When do you write a memory?#

Two strategies, and the tradeoff is latency versus freshness.

In the hot path: the agent decides what to remember during the conversation, before it replies. Memories are available immediately and you can show the user "I'll remember that." The cost is latency and complexity: the agent is now multitasking between answering and curating memory.

In the background: a separate job extracts memories after the fact, asynchronously.
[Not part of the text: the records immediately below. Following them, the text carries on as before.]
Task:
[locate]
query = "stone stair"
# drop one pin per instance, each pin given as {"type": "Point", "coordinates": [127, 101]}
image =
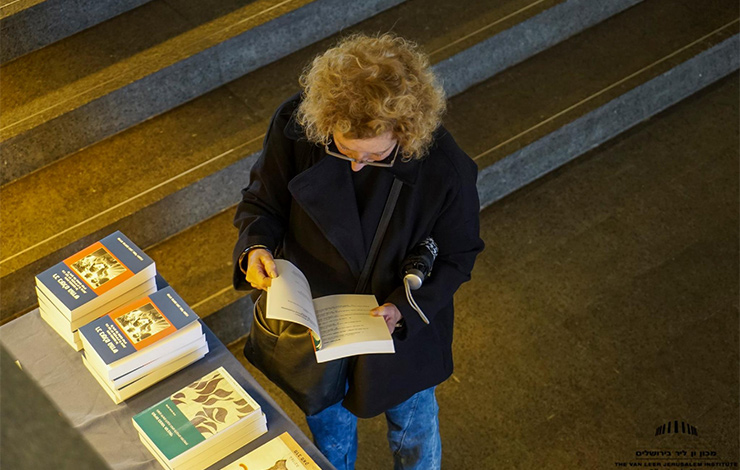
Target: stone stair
{"type": "Point", "coordinates": [533, 84]}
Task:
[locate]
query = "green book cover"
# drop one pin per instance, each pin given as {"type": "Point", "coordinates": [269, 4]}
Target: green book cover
{"type": "Point", "coordinates": [196, 413]}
No latency hit on the main response, cleaner separation, but new memories are not instantly available and you have to decide when the job runs (after each session, on a schedule, on a trigger).

For most apps I start with background writing on session end. It keeps the live path fast, and memories being a minute stale almost never matters.

Putting it together#

A working agent uses both at once. On each turn: load the thread's short-term state (the checkpointer does this), pull relevant long-term memories for this user from the store, build the prompt from both, respond, and let a background job decide what new long-term memories to write.

def agent_turn(state, store, *, user_id):
    # long-term: recall facts about this user
    memories = store.search((user_id, "facts"), query=state["messages"][-1].content)
    profile = "\n".join(m.value["text"] for m in memories)
 
    # short-term comes from state (loaded by the checkpointer)
    prompt = build_prompt(system=BASE + profile, history=state["messages"])
    reply = llm.invoke(prompt)
    return {"messages": [reply]}

Wrapping up#

Short-term memory is thread-scoped working state, persisted by a checkpointer, and its real challenge is managing long histories without drowning the model. Long-term memory is cross-session knowledge in a namespaced store, split into semantic facts, episodic experiences, and procedural instructions, written either in the hot path or in the background. Keep the two clearly separate and most agent memory problems stop being mysterious.

If you are building agents from the ground up, this fits alongside what AI agents and multi-agent systems are and evaluating agents with LangSmith.